Use a small discrete-outcome encoding to support uncertainty recall

Use a small discrete-outcome encoding instead of a smooth continuous probability curve when readers need to remember a shown uncertainty distribution. For example, present about 20 discrete replication outcomes rather than one continuous density when displaying the sampling distribution from a single experiment.

A small set of discrete outcomes can be remembered as a shape. That made the shown uncertainty distribution easier to reproduce later in a graphical recall task, even after an intervening task.

Mechanism: Discrete outcomes compress the distribution into a limited visual pattern that readers can store and reproduce more easily than a continuous curve.

Evidence: Participants who viewed uncertainty as a small discrete-outcome display recalled the shown sampling distribution more accurately in the graphical recall task than participants who viewed a continuous display; the paper notes that many readers appeared to remember the discrete shape directly (Hullman et al., 2018).

Notes: The same clear advantage did not appear on the text probability recall task, so the benefit may be tied to remembering graphical shape rather than fully translating its meaning.

• User Goal: Remember the uncertainty shown for one reported experiment.
• Task: Graphically reproduce a previously shown uncertainty distribution.
• Data: One sampling distribution associated with a single experiment.
• Chart Setting: A display where uncertainty can be shown as a limited set of discrete outcomes.
• Audience: Readers with limited statistics training.
• Success Criterion: More accurate redraws of the shown distribution.

Break it when: Readers must estimate the uncertainty of a new study rather than recall one already shown. Why: Discrete displays reduced accuracy on the transfer task.

Sacrifice: You give up some precision and expressiveness compared with a continuous distribution. Risk: Some readers may remember the shape without understanding what the individual outcomes mean. Mitigation: Use this encoding when graphical recall of the shown distribution matters more than transfer to a new estimate.

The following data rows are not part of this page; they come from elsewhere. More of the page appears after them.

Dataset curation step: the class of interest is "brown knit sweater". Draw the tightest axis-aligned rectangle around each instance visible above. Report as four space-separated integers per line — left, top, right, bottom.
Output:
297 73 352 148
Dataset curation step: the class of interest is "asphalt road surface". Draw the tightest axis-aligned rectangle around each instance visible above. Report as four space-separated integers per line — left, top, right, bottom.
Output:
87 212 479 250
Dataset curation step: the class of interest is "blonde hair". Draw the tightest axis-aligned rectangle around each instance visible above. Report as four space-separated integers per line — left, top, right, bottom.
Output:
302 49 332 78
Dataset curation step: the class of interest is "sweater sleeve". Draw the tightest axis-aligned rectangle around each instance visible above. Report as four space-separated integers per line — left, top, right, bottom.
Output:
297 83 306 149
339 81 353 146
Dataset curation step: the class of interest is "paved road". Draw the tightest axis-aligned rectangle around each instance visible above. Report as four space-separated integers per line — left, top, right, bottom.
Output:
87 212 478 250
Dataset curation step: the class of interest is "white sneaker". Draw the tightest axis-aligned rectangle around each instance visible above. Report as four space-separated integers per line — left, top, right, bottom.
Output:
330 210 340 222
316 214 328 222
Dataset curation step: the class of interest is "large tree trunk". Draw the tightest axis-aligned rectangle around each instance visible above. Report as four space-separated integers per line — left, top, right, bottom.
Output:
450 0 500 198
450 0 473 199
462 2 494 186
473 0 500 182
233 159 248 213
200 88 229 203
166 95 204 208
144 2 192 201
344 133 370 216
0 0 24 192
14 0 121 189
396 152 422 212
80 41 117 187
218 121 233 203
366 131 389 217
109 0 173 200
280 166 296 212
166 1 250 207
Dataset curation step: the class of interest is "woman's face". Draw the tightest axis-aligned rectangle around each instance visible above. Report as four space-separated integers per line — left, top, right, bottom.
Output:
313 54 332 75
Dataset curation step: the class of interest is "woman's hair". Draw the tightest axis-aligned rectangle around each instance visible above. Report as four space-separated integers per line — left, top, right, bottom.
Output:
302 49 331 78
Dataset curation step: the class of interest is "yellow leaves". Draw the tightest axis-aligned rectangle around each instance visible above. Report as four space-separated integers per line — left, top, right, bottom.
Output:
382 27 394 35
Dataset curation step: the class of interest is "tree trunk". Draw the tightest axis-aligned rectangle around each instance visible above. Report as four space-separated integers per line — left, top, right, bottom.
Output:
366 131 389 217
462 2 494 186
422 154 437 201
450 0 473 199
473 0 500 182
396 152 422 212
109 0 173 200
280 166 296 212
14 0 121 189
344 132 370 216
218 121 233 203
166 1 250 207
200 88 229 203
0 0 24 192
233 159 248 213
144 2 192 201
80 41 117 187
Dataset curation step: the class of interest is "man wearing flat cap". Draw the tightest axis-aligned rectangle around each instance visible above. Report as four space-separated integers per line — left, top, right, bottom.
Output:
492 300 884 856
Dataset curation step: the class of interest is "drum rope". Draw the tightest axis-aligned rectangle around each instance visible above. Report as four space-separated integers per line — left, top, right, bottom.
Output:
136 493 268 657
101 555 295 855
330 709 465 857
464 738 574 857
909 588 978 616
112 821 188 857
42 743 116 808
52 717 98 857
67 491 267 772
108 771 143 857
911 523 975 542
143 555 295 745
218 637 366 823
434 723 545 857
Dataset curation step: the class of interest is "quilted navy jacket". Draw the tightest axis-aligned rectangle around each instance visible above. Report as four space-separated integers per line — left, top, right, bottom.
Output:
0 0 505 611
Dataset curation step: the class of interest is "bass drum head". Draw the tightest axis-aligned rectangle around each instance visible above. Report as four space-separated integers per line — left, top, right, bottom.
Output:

Mistake: Use a smooth continuous uncertainty curve in a recall-focused view. Why it fails: Continuous conditions produced less accurate graphical recall than small discrete-outcome displays.

Failure Sign: Readers cannot redraw the shown uncertainty distribution after a short delay or intervening task. Quick Check: Compare a small discrete-outcome version against a continuous version and ask readers to redraw the distribution later. Stronger Test: Score the redraws against the shown distribution and compare error across the two encodings.

• Replace the continuous uncertainty curve with a discrete-outcome display.
• Keep the discrete-outcome count small rather than increasing the number of outcomes.
• Use the discrete version only on views where recall of the shown graphical distribution is the priority.
• Switch back to a continuous encoding if the same view must support new-study estimation.